Practice of safe business

Unprotected romance with privatised communication providers will cause grave pain

 
Published: Tuesday 31 January 2006

-- newspaper reports claim that the content of Amar Singh's personal telephone conversation was to be used by his political rivals. A cursory look at this colourful Samajwadi Party leader reveals beyond doubt that he has no rival. It must have been some adult joke between friends, in opposition and government.

Take a glance at Privacy International's phone-tapping webpage (http://www.privacy.org/pi/issues/tapping) and you will see the endless newslist of governments from Slovakia to Abisinia denying phone-tapping by their respective states. The degree of civility and maturity of democracy has no bearing on rising incidence of phone-tapping. Chicago police has just dispatched a memo to its officers that their cellphone records are being sold in open market.

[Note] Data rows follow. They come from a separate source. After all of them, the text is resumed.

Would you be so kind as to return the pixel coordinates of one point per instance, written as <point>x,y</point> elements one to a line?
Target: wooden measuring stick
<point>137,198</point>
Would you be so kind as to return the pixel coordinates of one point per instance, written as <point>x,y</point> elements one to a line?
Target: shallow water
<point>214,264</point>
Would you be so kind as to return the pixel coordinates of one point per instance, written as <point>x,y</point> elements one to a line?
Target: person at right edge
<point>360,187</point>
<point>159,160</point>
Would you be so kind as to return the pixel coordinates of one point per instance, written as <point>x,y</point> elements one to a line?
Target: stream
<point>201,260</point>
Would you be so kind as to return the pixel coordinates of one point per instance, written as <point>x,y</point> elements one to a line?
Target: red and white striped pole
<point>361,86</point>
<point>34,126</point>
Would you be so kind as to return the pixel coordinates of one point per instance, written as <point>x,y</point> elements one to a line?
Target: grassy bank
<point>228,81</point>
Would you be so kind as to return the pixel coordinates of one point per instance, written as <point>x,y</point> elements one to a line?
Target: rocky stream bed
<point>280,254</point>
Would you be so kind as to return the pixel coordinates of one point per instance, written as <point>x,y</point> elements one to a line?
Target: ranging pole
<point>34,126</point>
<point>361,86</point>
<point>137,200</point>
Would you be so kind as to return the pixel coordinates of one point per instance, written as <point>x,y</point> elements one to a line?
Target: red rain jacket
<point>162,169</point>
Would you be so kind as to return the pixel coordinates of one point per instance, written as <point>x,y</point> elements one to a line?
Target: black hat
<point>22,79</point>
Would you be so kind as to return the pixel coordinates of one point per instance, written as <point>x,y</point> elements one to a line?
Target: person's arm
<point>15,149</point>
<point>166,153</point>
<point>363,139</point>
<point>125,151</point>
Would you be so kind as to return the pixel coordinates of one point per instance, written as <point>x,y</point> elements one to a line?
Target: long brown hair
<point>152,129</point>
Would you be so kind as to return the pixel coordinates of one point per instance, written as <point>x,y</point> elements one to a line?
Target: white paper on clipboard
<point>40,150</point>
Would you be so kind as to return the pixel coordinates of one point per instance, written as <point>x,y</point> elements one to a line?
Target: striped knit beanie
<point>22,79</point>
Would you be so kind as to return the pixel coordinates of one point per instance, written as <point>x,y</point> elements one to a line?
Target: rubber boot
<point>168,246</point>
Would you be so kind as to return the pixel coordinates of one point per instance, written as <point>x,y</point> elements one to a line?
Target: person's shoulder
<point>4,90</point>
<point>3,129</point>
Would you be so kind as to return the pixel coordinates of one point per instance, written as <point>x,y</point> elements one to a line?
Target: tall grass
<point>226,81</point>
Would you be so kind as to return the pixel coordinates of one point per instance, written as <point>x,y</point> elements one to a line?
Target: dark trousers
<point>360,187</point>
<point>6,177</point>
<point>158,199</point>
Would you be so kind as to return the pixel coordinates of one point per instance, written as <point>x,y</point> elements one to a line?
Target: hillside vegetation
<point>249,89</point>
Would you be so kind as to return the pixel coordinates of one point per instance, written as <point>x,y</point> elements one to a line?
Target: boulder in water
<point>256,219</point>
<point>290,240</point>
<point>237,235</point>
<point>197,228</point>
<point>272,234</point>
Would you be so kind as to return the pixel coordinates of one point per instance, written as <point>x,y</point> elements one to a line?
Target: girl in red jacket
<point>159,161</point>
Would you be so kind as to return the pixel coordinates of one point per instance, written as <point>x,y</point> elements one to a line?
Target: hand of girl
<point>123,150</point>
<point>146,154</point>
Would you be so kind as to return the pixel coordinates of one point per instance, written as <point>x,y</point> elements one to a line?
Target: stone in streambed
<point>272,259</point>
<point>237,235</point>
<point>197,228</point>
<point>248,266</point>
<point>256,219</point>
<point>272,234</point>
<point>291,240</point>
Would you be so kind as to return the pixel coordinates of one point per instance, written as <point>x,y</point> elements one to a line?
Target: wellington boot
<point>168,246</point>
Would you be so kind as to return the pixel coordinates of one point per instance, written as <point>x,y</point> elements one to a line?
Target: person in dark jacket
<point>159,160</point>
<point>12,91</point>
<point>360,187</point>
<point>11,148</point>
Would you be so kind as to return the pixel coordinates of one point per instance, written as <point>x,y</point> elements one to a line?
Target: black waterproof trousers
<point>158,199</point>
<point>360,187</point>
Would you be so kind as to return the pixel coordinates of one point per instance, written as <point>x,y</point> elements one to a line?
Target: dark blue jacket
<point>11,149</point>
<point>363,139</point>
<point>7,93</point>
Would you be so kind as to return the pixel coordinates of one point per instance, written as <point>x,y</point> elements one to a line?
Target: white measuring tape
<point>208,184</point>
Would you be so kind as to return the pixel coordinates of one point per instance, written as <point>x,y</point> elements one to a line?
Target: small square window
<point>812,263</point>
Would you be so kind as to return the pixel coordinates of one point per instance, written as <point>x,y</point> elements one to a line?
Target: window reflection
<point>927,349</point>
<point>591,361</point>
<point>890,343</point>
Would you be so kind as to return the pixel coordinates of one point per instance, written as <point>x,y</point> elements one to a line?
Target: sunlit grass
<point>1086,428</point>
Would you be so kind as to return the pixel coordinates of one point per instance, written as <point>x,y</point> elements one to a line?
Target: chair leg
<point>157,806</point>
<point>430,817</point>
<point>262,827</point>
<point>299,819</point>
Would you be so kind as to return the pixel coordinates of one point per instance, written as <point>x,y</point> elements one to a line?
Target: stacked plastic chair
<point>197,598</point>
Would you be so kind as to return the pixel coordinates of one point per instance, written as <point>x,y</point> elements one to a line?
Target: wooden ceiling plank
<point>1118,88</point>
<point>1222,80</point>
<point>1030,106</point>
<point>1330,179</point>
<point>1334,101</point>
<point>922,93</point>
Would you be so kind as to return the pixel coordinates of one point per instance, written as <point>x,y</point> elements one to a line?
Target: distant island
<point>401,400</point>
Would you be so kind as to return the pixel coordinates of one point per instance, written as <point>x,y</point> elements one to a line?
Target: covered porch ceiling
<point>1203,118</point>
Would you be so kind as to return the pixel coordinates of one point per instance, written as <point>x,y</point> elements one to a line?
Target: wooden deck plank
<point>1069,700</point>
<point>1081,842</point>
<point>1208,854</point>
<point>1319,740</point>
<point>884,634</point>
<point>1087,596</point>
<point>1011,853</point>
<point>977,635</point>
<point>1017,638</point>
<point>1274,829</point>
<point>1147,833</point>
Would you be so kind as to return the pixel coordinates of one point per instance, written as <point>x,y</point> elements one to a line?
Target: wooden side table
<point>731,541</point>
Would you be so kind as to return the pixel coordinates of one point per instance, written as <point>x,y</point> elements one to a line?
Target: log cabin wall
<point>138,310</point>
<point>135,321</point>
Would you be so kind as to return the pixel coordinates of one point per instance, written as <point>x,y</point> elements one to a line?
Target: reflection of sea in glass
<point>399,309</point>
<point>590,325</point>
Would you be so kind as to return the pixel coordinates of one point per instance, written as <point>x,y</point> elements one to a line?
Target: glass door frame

The consequence is grave as these records expose undercover operatives to organised criminals. There seems to be no reason for any politician of state official to raise eyebrows about snooping. But closer home, phone-tapping was a 'state subject', where mostly state was snooping on private citizens (lawbreakers included!) using state-owned telecommunication service systems. We can be absolutely sure that the system was undoubtedly made available to private entepreuners for a hefty sum from time to time. But this is the first time private telecommunication systems have provided information on sensitive politicians, state officials, business leaders, property dealers and the general public.

Are we opposing private business in telecommunications? No. We would like to point out the unsafe scenario created by not-so-ethical entrepreneur and weak regulator. According to Telecom Regulatory Authority of India (trai) Act, privacy is guaranteed and illegal tapping is termed as 'misconduct' on the part of the service provider. But in this case, trai so far has raised no question. The leakage may happen at various levels, other than this case where forged documents of tapping order was placed. It can be a greedy employee succumbing to an offer. It can be the service provider itself, as these providers' business interests go beyond telecommunication. One understands their need to know about rivals' strategy as well as state's policy indications in advance. A crime will be committed if there is a chance to let it happen.

On another note, please consider this. As information business moves towards convergence, these service providers will have (as in the developed world) every bit of information about unsuspecting citizens (read consumers). Bill Gates's vision of friction-free capitalism is here, the consumer is naked and transparent. A pervasive, sexy technology in the hands of an entrepreneur and weak state is a dangerous proposition.